I am personally a fan of the neurochemical explanation I found in a video made by the YouTube channel Stuff Mom Never Told You. The host, Cristen Conger, explains that during sex, specifically orgasms, our brain lowers activity in the prefrontal cortex and the amygdala (the part of the brain that controls fear and anxiety). The brain also does other things during sex, like release dopamine when you have an orgasm or two in addition to processing all of the goodness-signals we get from physical touch. However, after sex/an orgasm, the brain needs to start to get back to “normal” again, which is where the neurochemical prolactin joins the party—or becomes the party pooper, depending on how you’re looking at it. Prolactin starts to suppress dopamine receptors and increase feelings of sexual satisfaction and, as Cristen Conger says, “general chillaxin’” vibes. The prefrontal cortex and amygdala also start to get back up to their regular levels of activity. 

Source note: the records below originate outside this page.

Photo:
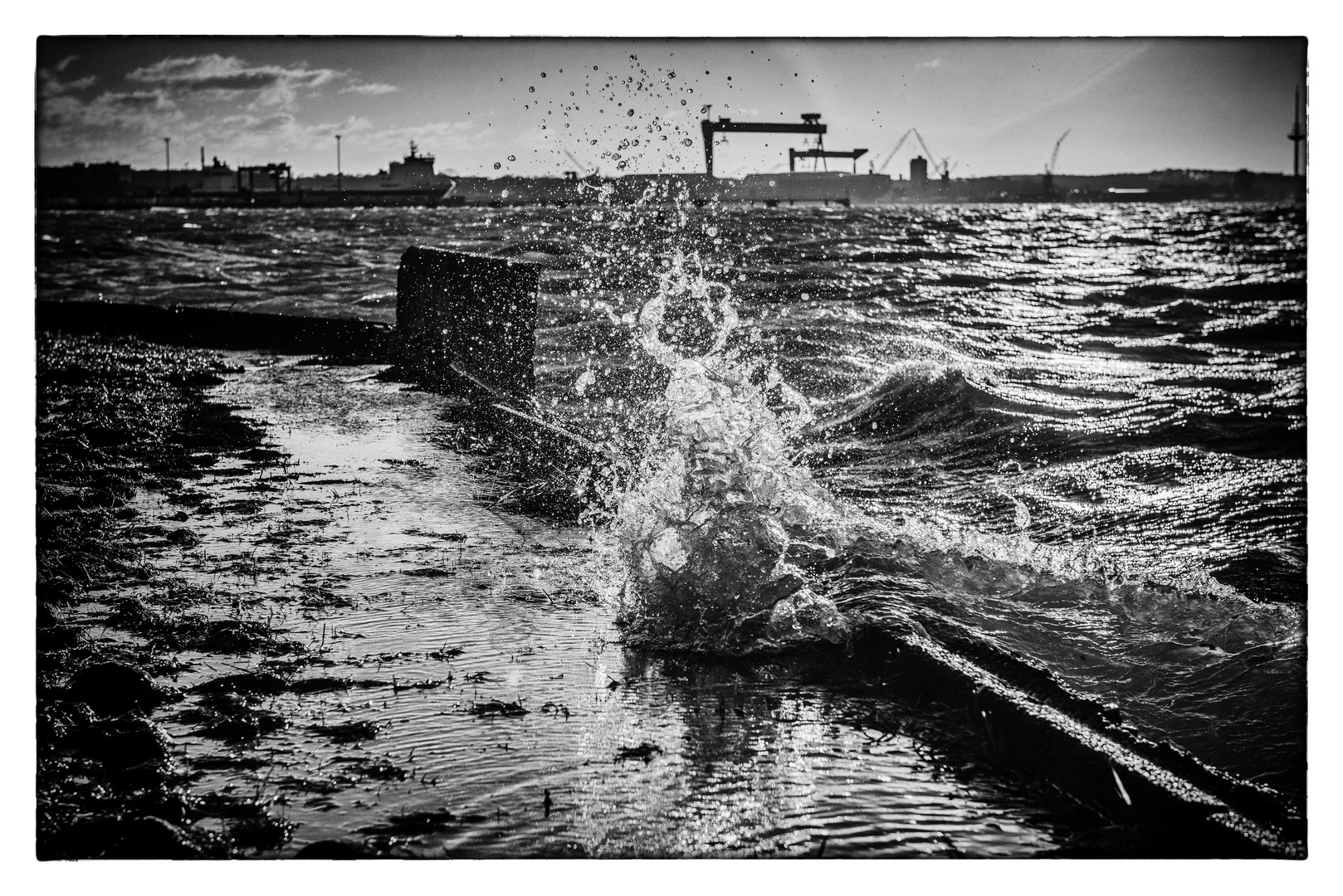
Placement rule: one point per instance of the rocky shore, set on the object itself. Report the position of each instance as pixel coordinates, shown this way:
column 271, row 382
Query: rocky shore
column 115, row 416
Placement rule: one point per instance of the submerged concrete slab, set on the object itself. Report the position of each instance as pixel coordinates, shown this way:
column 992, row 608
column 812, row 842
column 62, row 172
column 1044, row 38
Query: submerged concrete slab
column 467, row 321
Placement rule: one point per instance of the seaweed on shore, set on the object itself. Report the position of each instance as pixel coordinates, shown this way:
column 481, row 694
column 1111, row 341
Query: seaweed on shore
column 115, row 416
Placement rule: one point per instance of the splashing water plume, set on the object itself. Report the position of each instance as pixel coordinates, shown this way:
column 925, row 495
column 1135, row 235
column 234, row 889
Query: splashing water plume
column 708, row 520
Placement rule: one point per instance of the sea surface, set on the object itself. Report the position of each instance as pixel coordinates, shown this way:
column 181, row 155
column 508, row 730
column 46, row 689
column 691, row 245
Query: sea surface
column 1079, row 429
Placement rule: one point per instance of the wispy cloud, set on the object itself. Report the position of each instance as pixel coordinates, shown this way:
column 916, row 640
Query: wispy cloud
column 49, row 85
column 1076, row 90
column 369, row 90
column 230, row 75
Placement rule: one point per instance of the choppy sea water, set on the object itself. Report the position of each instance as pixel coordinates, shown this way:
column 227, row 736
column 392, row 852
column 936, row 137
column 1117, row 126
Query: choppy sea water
column 1086, row 425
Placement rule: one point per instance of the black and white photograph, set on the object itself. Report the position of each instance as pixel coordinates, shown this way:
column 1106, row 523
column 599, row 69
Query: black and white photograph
column 669, row 448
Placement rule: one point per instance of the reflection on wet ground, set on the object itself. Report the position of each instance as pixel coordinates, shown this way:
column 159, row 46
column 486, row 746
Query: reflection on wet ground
column 464, row 692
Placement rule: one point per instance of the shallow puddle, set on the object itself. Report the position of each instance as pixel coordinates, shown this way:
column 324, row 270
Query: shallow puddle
column 467, row 692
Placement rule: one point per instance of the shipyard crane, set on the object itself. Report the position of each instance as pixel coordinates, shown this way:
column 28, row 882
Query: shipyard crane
column 582, row 168
column 810, row 125
column 1053, row 158
column 900, row 143
column 928, row 153
column 1049, row 165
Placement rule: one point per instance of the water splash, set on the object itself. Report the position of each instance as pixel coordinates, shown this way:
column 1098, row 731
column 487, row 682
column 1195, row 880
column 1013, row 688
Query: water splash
column 708, row 520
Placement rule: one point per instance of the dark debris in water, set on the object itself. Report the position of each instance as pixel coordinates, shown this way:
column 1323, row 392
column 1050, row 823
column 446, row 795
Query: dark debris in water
column 643, row 751
column 372, row 767
column 497, row 709
column 413, row 824
column 349, row 731
column 115, row 416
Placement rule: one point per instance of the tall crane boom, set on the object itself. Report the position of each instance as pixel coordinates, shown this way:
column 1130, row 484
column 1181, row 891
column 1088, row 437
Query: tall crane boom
column 1053, row 158
column 881, row 169
column 810, row 125
column 939, row 168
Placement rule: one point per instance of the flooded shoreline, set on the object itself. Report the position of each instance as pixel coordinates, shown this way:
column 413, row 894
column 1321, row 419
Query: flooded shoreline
column 441, row 684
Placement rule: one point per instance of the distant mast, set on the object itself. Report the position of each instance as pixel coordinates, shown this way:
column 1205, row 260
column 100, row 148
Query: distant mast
column 1297, row 137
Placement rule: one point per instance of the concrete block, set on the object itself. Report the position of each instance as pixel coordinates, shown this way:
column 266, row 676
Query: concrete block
column 467, row 323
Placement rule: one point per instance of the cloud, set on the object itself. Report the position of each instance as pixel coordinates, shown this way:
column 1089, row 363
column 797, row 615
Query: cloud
column 49, row 85
column 1077, row 89
column 139, row 110
column 230, row 75
column 369, row 90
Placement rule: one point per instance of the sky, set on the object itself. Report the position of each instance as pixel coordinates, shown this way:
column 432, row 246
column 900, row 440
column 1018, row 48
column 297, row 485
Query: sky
column 540, row 106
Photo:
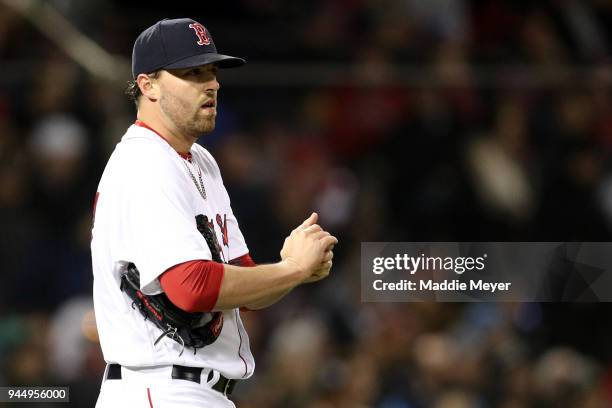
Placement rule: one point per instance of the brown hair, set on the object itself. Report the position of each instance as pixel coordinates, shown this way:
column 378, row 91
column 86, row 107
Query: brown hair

As a person diagnosed with depression, anxiety, and mood disorders, I know sometimes my brain doesn’t release enough dopamine or other “happy” neurochemicals like serotonin when it should, but I never really factored in what happens to the brain during sex when thinking about my own post-bow-chick-a-wow-wow melancholy. I always thought that I got sad after sex because something was wrong with me, like either my mental illness was out of control or I wasn’t “letting” myself be happy. While there are instances where either of those things may have been true, I have found a sense of comfort in knowing that it may just be my brain performing a more routine operation, and that so many people experience it. 

My question is, if large numbers of all kinds of people feel this way after sex, why do we never talk about it? Why is it not part of sex ed curriculums? So often we are presented with the idea that sex has to be this all-consuming and amazing experience that we love. But the reality is that, if you are a person who engages in sex (and not everyone does), then you know it can be awkward and messy. Just like the rest of life, sex is rarely, if ever, perfect. No one should feel like something is wrong with them for feeling less than stellar after a sexual experience. What has really helped me embrace the depressed feelings that I sometimes have after a mattress dance is talking to my partner about it. Having my partner check in with me after we’re done having sex to see how I’m feeling gets me out of my head and, while it may not always prevent or “cure” my postcoital ennui, it’s always good to (pillow) talk it out.